Algunos de estos argumentos de la “teodicea” (el intento de justificar la creación) pueden parecer anticuados a los ojos modernos, pero en una época en la que los jóvenes cuestionan la moralidad de traer nuevos niños al mundo, son sorprendentemente relevantes. Al fin y al cabo, no se trata sólo de Dios: se trata de la creación y, más concretamente, de hasta qué punto puede justificarse la creación, dados los males que hay en el mundo.

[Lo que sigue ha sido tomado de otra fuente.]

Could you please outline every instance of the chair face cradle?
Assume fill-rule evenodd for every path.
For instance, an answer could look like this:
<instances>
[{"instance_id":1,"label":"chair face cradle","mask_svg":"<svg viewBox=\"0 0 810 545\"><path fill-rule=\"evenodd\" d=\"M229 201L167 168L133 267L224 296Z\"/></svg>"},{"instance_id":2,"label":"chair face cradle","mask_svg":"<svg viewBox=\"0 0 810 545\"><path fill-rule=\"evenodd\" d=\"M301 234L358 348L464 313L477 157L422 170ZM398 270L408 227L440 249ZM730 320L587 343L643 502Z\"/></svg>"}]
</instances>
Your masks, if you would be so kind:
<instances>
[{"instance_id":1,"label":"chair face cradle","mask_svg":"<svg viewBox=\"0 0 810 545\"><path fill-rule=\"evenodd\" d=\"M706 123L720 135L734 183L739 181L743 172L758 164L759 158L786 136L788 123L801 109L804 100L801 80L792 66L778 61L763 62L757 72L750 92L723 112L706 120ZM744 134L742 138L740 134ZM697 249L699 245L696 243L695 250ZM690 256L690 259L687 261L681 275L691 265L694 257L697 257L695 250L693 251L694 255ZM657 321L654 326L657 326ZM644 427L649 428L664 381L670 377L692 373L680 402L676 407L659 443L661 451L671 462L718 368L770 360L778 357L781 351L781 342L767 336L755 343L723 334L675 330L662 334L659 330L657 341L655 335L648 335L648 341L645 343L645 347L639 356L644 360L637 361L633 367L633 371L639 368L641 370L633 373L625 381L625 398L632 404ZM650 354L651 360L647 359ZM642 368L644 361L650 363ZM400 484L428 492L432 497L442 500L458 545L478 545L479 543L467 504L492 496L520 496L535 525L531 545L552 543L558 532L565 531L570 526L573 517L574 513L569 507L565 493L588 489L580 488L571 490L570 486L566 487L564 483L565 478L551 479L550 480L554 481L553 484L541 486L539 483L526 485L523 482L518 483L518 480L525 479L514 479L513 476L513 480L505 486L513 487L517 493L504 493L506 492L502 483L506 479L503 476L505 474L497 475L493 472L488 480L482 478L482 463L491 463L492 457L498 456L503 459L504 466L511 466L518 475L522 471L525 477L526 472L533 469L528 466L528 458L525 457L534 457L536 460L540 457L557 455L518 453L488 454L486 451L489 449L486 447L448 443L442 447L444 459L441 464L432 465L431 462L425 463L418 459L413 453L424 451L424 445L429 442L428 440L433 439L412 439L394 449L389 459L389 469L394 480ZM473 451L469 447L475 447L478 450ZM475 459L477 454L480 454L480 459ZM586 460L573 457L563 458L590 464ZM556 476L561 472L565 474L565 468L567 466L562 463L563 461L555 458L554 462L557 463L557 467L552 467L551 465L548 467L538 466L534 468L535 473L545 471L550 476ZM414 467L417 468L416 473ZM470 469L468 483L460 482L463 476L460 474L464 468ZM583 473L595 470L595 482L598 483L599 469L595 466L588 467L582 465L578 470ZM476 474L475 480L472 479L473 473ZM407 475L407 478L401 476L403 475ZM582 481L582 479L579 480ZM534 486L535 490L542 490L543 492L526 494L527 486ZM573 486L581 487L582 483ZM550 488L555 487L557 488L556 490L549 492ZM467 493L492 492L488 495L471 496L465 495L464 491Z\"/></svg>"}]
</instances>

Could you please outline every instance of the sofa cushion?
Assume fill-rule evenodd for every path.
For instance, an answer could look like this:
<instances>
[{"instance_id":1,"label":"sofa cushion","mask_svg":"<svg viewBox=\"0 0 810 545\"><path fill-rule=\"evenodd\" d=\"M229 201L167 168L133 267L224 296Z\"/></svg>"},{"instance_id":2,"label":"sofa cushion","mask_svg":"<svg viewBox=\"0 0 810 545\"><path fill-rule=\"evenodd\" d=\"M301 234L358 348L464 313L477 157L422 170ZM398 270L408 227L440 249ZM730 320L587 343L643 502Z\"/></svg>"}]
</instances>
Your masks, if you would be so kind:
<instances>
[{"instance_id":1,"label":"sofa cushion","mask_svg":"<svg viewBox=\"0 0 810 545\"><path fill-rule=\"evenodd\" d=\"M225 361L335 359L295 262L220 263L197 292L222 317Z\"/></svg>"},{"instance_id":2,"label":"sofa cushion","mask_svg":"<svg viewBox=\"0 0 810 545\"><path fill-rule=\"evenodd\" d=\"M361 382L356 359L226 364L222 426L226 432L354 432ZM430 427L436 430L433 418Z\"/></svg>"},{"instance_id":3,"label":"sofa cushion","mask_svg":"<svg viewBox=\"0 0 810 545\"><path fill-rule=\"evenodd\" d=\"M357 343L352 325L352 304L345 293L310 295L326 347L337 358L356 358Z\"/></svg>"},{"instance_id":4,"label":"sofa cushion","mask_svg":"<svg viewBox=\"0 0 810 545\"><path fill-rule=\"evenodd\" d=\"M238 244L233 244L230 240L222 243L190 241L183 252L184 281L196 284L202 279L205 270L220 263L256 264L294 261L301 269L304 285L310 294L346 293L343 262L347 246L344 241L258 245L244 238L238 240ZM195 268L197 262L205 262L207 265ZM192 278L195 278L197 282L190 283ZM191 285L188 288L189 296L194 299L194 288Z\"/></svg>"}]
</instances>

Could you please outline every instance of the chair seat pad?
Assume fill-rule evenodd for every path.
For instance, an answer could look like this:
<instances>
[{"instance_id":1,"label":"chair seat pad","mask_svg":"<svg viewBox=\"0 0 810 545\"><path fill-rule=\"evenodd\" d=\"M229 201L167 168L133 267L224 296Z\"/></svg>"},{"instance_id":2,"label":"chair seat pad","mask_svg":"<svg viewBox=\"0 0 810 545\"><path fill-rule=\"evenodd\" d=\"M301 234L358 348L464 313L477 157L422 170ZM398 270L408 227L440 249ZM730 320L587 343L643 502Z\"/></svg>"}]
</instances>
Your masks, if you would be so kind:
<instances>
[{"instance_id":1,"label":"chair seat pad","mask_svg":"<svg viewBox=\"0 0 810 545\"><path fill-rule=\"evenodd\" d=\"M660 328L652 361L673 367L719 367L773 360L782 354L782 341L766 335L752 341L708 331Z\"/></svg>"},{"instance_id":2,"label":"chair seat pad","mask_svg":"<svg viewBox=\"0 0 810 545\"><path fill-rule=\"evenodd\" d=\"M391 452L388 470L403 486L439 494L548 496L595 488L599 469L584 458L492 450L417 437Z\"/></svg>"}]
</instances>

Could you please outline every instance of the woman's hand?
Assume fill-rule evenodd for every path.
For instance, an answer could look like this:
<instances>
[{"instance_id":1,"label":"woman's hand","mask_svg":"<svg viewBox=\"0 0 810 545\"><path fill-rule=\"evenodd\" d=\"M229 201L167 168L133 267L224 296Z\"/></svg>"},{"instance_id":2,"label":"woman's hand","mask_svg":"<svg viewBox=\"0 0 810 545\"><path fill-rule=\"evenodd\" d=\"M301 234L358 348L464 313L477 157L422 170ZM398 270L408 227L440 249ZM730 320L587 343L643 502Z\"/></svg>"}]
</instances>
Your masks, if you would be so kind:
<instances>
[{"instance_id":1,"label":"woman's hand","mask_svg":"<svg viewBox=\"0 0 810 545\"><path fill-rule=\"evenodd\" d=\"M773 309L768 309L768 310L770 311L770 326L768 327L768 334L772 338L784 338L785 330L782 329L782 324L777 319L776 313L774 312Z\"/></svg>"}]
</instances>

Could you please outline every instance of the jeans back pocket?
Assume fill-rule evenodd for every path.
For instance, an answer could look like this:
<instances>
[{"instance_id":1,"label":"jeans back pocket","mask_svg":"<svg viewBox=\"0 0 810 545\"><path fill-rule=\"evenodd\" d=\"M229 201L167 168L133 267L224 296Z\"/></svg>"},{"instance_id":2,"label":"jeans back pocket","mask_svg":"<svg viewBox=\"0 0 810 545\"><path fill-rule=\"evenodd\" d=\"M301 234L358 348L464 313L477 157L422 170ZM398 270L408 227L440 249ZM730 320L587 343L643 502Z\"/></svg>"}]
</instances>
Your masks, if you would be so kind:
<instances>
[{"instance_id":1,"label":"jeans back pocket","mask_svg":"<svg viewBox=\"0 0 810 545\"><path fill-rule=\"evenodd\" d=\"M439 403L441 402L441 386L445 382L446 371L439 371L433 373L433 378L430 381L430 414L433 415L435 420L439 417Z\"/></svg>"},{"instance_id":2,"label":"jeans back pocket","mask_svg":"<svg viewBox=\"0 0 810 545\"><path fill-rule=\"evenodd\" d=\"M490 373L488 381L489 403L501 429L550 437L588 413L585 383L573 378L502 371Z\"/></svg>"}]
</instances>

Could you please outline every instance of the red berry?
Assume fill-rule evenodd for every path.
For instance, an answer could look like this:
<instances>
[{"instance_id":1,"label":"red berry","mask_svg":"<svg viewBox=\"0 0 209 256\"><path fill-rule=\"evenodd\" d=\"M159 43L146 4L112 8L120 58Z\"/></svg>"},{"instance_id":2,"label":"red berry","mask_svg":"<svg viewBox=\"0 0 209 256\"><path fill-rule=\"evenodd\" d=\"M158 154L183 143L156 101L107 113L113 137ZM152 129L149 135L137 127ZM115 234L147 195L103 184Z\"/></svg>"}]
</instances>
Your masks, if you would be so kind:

La cuestión de la creación es urgente para nosotros hoy. Teniendo en cuenta las grandes incertidumbres de la crisis climática, ¿está justificado crear nuevas personas, sin saber qué tipo de futuro les espera? Y si está justificado, ¿hay algún punto en el que deje de estarlo? La mayoría de la gente probablemente estaría de acuerdo en que son imaginables algunos mundos en los que la creación sería inmoral. ¿En qué punto preciso la vida es demasiado mala, o demasiado incierta, para seguir adelante?

En los primeros tiempos de la Ilustración, por supuesto, no existía tal preocupación por el futuro del planeta. Pero existían males, muchos. Crímenes, desgracias, muerte, enfermedad, terremotos y las puras vicisitudes de la vida. Teniendo en cuenta tales males, estos filósofos se preguntaban, ¿puede seguir estando justificada la existencia?

De este antiguo debate filosófico proceden los términos “optimismo” y “pesimismo”, tan utilizados, y quizá en exceso, en nuestra cultura moderna. Optimismo” fue la expresión acuñada por los jesuitas para referirse a filósofos como Leibniz, con su idea de que vivimos en “el mejor de los mundos posibles” (pues seguramente, si Dios hubiera podido crear uno mejor, lo habría hecho). Poco después, el término “pesimismo” pasó a designar a filósofos como Voltaire, cuya novela Cándido (1759) ridiculizaba el optimismo leibniziano contrastándolo con los muchos males del mundo. Si éste es el mejor de los mundos posibles”, se pregunta el héroe de Voltaire, “¿cómo son los demás?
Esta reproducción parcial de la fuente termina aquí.